Empantanamiento generalizado – Aunque no lo reconozcan en público, todos los gobiernos implicados en esta desventura buscan desesperadamente una salida de Afganistán. Con el tiempo ha quedado claro que sus contingentes militares están mucho más preocupados de garantizar su propia seguridad y de evitar el fracaso de la OTAN (una retirada ahora cuestionaría sin paliativos su propia existencia), que de defender a los afganos. En gran medida se actúa por inercia, esperando algún acontecimiento que permita justificar el abandono del país a su suerte sin «perder la cara». En esa línea todo se hace depender del hipotético éxito de la actual estrategia de Obama, empeñado en el último intento por convencer por la fuerza a los taliban de que, si quieren volver a tocar poder tendrán de desligarse definitivamente de Al Qaeda y los más violentos entre los suyos.

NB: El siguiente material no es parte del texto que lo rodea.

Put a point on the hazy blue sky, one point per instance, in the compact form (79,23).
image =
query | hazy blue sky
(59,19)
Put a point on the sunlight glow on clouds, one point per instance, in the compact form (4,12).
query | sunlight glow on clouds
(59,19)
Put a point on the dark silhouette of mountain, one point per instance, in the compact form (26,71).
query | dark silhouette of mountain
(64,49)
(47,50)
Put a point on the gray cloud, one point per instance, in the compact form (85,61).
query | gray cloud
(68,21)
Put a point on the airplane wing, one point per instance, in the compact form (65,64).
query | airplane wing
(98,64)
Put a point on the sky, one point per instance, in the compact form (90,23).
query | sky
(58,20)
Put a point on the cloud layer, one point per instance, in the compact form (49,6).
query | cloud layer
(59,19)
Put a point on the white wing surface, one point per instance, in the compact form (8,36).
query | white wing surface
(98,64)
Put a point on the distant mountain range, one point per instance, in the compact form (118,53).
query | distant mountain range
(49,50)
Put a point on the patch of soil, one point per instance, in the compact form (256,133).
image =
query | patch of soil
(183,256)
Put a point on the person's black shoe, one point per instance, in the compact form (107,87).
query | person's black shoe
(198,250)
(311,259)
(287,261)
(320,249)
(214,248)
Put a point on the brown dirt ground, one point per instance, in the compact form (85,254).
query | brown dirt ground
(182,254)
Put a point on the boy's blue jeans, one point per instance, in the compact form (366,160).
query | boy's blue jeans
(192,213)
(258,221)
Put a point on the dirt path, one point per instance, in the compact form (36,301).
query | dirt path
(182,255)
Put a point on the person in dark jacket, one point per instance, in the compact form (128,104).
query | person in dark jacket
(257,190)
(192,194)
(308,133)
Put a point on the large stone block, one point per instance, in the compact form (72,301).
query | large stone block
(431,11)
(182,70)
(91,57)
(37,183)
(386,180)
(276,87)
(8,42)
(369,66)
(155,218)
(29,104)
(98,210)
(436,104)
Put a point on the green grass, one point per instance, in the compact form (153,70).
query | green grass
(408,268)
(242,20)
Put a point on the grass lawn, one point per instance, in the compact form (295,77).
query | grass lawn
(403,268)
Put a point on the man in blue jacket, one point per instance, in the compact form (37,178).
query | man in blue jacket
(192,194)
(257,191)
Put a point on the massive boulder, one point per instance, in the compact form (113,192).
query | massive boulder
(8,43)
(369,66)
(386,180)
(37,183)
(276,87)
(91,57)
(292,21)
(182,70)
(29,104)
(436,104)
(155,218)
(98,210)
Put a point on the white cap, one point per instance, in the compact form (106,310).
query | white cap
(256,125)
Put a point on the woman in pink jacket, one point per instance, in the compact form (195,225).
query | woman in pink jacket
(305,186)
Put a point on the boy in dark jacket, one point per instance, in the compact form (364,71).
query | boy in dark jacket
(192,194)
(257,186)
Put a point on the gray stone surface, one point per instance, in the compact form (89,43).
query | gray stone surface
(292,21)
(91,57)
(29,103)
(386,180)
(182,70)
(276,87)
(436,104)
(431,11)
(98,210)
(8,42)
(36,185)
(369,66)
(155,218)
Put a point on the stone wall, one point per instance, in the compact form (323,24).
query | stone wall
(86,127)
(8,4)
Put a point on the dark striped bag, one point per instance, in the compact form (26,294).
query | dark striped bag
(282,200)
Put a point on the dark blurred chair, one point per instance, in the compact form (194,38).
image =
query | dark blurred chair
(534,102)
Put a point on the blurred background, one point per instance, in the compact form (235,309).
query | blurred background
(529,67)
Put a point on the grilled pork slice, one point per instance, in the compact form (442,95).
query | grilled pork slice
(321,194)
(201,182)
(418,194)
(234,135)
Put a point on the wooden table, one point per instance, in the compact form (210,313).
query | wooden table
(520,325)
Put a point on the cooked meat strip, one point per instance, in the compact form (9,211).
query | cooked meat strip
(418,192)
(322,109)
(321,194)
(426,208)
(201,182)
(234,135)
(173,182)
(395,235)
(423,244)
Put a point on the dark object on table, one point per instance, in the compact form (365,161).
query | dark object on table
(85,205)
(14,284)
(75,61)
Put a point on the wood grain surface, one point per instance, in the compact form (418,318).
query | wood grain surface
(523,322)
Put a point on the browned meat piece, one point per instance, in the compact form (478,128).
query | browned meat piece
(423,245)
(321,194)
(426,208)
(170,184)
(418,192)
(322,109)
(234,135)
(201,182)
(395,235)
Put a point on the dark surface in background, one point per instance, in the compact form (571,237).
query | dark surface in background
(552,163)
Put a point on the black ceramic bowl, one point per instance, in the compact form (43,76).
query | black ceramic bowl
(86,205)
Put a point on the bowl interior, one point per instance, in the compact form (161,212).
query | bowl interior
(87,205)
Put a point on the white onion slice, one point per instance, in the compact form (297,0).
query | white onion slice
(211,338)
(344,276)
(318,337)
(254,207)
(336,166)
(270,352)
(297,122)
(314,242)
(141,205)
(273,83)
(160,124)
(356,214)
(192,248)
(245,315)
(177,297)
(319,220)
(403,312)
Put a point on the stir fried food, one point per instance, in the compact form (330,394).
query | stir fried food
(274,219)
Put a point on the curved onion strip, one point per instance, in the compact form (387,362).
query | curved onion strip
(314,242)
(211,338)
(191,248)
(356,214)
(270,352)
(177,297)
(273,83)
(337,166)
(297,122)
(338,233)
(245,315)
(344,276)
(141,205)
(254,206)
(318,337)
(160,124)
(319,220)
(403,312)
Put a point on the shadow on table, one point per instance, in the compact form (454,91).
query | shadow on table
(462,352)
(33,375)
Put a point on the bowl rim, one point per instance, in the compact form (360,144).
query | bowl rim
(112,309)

Hay mucho más de ensoñación que de realidad en ese cálculo. En el terreno militar- con la ofensiva contra Kandahar ya en marcha- los violentos parecen en condiciones no solo de sobrevivir sino de hacer colapsar el actual sistema de poder. En el económico, la crisis mundial hace difícil imaginar que se vayan a desembolsar los fondos comprometidos, mientras en el día a día los taliban pagan mejor que el gobierno. En el no menos importante de las imágenes simbólicas, aunque los afganos no se sientan atraídos sinceramente por la ideología taliban cuentan ya con que los extranjeros se irán- julio de 2011 es la fecha de referencia- y no pueden arriesgarse abiertamente a una represalia taliban por colaboracionismo. En consecuencia, el tiempo corre a favor del Mulah Omar y sus lugartenientes, conscientes de que les basta con aguantar este último asalto para verse libres de extranjeros y, por tanto, para quedarse con toda la tarta.